The above-mentioned presentation as a core clinical event (brainstem deficit-horizontal gaze palsy) with a positive antibody test points toward the diagnosis of MOGAD as per the 2023 International MOGAD Panel criteria.^[3] Horizontal gaze palsy associated with lower motor neuron facial with spared vertical gaze, pupillary reflexes favors localization to abducens nucleus of the pons near the floor of the fourth ventricle which correlates with neuroimaging.^[4] The presentation following fever is suggestive of an infective trigger that causes immune response through mechanisms of molecular mimicry, bystander, and polyclonal activation with associated production of MOG reactive B-cells.
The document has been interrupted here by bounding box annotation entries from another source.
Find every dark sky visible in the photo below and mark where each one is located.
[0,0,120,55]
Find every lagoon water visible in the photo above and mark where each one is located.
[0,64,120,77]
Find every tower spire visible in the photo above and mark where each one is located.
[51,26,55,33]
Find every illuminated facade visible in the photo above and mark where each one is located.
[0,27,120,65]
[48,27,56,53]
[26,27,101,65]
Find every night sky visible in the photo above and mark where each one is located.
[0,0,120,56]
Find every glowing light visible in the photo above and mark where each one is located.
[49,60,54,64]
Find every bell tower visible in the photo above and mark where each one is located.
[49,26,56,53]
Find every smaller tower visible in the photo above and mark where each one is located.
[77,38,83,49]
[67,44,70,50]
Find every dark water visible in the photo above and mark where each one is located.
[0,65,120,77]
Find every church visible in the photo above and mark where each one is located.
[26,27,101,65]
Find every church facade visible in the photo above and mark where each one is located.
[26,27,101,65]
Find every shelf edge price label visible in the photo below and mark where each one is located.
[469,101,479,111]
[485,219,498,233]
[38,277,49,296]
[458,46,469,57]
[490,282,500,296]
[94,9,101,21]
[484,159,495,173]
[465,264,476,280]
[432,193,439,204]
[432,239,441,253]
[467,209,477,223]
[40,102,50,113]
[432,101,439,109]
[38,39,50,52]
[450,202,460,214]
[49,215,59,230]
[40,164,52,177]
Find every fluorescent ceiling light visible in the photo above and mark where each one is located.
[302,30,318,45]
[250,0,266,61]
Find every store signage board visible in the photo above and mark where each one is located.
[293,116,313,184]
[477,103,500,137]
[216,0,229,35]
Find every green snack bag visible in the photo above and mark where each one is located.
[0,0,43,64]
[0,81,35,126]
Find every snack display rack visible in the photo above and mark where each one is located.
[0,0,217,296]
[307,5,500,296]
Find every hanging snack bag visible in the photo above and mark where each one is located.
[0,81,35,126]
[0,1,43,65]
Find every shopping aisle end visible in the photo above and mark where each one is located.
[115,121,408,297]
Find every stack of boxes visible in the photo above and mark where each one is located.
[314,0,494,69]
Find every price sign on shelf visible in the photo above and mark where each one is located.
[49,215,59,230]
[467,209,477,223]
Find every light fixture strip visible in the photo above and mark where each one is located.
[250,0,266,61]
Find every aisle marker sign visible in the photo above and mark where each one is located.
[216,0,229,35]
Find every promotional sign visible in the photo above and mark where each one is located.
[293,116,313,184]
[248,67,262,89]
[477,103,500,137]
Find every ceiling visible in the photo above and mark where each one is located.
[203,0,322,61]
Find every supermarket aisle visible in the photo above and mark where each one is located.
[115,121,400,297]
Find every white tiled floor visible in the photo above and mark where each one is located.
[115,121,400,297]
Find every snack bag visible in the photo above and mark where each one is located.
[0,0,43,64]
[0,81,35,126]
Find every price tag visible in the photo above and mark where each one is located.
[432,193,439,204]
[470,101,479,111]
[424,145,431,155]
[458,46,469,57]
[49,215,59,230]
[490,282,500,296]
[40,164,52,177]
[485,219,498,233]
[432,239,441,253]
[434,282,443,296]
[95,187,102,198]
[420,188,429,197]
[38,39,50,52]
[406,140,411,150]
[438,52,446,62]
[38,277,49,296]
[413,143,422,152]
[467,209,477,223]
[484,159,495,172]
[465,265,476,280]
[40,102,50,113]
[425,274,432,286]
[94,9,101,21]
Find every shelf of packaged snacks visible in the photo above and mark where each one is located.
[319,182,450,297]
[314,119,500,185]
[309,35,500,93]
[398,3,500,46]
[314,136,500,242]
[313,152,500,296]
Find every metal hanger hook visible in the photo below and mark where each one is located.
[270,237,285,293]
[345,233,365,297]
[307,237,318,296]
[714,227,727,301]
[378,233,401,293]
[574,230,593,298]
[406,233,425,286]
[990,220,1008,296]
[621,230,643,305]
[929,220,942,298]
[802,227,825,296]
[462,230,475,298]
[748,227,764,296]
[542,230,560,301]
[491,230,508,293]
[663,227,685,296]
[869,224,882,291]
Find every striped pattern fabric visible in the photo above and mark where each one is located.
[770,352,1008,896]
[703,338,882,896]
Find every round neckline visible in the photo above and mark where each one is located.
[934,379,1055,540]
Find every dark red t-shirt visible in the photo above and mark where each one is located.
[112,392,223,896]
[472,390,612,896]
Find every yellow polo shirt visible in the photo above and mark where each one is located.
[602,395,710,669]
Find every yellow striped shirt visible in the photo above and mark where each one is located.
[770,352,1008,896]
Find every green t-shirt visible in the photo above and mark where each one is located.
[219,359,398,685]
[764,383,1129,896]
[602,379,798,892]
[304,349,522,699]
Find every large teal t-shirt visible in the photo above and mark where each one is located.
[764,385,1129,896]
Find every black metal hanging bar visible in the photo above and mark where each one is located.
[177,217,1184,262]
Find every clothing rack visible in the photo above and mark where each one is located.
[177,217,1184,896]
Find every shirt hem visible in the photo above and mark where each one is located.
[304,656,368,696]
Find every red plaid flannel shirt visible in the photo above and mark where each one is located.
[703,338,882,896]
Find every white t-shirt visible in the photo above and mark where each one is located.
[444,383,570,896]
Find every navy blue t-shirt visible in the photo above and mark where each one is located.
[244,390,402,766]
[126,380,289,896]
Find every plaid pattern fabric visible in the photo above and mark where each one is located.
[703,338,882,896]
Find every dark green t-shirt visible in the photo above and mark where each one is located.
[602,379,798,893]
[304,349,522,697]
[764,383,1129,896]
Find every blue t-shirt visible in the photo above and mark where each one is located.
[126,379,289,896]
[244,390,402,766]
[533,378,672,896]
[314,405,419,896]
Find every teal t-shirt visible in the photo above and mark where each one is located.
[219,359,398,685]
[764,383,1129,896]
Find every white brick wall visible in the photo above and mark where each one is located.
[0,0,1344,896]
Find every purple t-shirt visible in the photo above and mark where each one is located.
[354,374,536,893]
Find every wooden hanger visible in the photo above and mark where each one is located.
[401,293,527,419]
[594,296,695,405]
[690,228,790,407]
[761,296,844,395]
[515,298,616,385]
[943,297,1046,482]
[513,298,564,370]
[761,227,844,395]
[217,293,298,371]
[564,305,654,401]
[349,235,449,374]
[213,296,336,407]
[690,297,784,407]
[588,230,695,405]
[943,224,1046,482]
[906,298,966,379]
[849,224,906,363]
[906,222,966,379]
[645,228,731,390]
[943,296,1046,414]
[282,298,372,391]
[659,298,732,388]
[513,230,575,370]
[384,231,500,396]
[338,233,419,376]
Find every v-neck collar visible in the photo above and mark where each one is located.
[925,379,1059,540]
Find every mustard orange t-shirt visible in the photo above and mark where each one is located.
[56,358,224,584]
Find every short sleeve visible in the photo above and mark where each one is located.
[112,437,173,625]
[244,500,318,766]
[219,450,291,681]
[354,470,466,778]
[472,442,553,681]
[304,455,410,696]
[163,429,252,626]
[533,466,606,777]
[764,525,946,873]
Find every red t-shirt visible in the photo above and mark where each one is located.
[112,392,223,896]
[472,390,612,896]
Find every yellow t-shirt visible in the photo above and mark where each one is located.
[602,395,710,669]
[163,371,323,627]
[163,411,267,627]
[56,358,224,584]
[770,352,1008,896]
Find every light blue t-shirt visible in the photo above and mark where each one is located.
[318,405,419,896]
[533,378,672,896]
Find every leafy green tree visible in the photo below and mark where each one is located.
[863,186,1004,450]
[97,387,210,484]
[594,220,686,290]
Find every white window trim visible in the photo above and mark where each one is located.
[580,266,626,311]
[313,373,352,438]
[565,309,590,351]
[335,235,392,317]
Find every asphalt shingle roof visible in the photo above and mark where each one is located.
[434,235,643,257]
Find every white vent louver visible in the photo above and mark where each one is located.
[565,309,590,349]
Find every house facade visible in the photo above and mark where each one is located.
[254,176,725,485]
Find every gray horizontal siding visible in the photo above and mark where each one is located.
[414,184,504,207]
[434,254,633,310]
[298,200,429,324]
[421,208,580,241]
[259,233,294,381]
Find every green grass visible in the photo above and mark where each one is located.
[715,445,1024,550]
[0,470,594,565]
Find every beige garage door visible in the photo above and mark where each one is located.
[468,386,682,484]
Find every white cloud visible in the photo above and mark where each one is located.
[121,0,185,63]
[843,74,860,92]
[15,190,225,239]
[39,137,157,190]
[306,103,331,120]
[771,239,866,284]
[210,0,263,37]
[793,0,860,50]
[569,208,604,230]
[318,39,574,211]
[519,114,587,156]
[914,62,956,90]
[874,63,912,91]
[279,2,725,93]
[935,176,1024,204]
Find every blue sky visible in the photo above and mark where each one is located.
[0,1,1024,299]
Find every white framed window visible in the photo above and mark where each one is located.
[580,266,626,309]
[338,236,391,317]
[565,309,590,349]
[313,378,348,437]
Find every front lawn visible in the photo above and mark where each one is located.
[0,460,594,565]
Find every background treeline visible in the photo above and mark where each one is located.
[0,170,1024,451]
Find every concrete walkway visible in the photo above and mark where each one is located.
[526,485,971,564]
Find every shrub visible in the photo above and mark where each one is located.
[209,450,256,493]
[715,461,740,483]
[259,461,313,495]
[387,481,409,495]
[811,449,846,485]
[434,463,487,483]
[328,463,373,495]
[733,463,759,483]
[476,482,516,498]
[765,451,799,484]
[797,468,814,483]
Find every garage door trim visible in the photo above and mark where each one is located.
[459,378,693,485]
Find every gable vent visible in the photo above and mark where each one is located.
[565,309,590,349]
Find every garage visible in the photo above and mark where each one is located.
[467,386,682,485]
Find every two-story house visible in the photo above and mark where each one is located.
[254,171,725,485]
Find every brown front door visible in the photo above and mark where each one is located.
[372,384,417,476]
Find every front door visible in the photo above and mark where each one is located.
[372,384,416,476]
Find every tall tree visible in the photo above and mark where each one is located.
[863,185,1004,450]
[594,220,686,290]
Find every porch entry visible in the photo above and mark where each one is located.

Brainstem involvement is usually associated with other common MOGAD-related syndromes like optic neuritis which was subclinical with a prolonged visual evoked potential in this case.^[5,6] This case shows the importance of suspecting and working up for MOGAD in atypical presentations, prompt identification of which can lead to favorable outcomes in such patients. The strength of this case report lies in the diagnostic work-up and treatment outcome of the rare presentation in MOGAD. The limitation was that a repeat MOGAD antibody was not done at follow-up.

CONCLUSION

MOGAD has a wide spectrum of manifestations spanning from optic neuritis to ADEM and ADEM-like presentations. This case demonstrates such a presentation as rhombencephalitis. Early diagnosis and prompt intervention are crucial to avoid long-term disability in MOGAD.